Reports show robust holiday sales unlikely

NEW YORK - Three pillars of the economy - consumer confidence, orders for manufactured goods and home prices - showed surprising cracks Tuesday, flashing signals that growth may slow more heading into the important holiday shopping season.

The New York-based Conference Board said its widely watched consumer confidence index fell to 102.9 in November from a revised reading of 105.1 in October. November's figure was the lowest since August's 100.2 and well below economists' expectations of a 106 reading.

That news arrived on the heels of a government report on durable goods that showed orders for big-ticket manufactured goods plunged 8.3 percent in October - the largest drop in more than six years.

And the median price of a home dropped to $221,000 in October, a decline of 3.5 percent from a year ago, according to the National Association of Realtors. It was the biggest year-over-year price decline on record for an asset that many Americans use as a gauge of their financial well-being.

The reports drew some air out of any inflated hopes for a robust holiday shopping season. Economists still believe it will be a decent season, however, because of lower gasoline prices, which have put more money in consumers' pockets. Prices at the pump have dropped 80 cents a gallon, on average, since the start of August.
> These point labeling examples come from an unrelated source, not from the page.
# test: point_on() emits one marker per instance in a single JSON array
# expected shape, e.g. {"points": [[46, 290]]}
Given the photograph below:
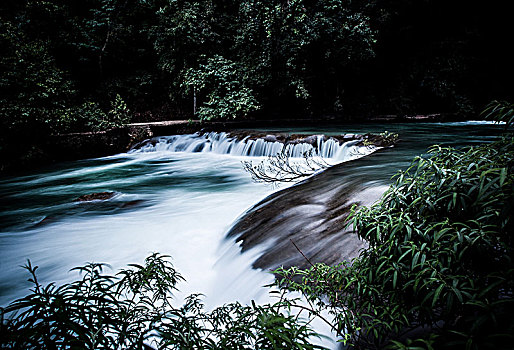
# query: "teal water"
{"points": [[177, 203]]}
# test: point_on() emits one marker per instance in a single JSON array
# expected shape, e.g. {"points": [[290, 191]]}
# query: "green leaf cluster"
{"points": [[134, 309], [439, 261]]}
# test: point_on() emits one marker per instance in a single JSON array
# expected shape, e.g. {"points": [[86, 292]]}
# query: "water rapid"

Consumers "are not feeling really good now," said Gary Thayer, chief economist at A.G. Edwards & Sons Inc., though he added they're feeling better compared to this past summer when gasoline prices surged.

"We are still positive on the consumer sector. I think it will be a good holiday season," he noted.

Some of the weaker-than-expected economic news, namely the durable goods and consumer confidence reports, boosted Treasury prices and knocked down yields.

The 10-year Treasury yield fell below 4.50 percent for the first time since late January on expectations that a slowing economy might force the Federal Reserve, which has left interest rates intact since August, to begin lowering interest rates next year.

"A tighter labor market and a more guarded short-term outlook have combined to curb consumers' confidence in November," said Lynn Franco, the director of The Conference Board Consumer Research Center, in a statement. But she added that despite the retreat, "the overall level of confidence remains favorable and continues to suggest that the economy will expand throughout the first half of next year."


Merchants are counting on confident shoppers to keep spending through the holiday season, but worries about job security could make them scour for bargains at the malls and department stores.

High-profile layoffs in the auto industry and steep cutbacks in home building have made consumers uneasy about the labor market, even though government reports have painted a healthy picture for jobs.

The drop in durable orders also provided more evidence that the nation's factories are beginning to feel the impact of the slowdown in the overall economy and could derail any gains made in the employment market.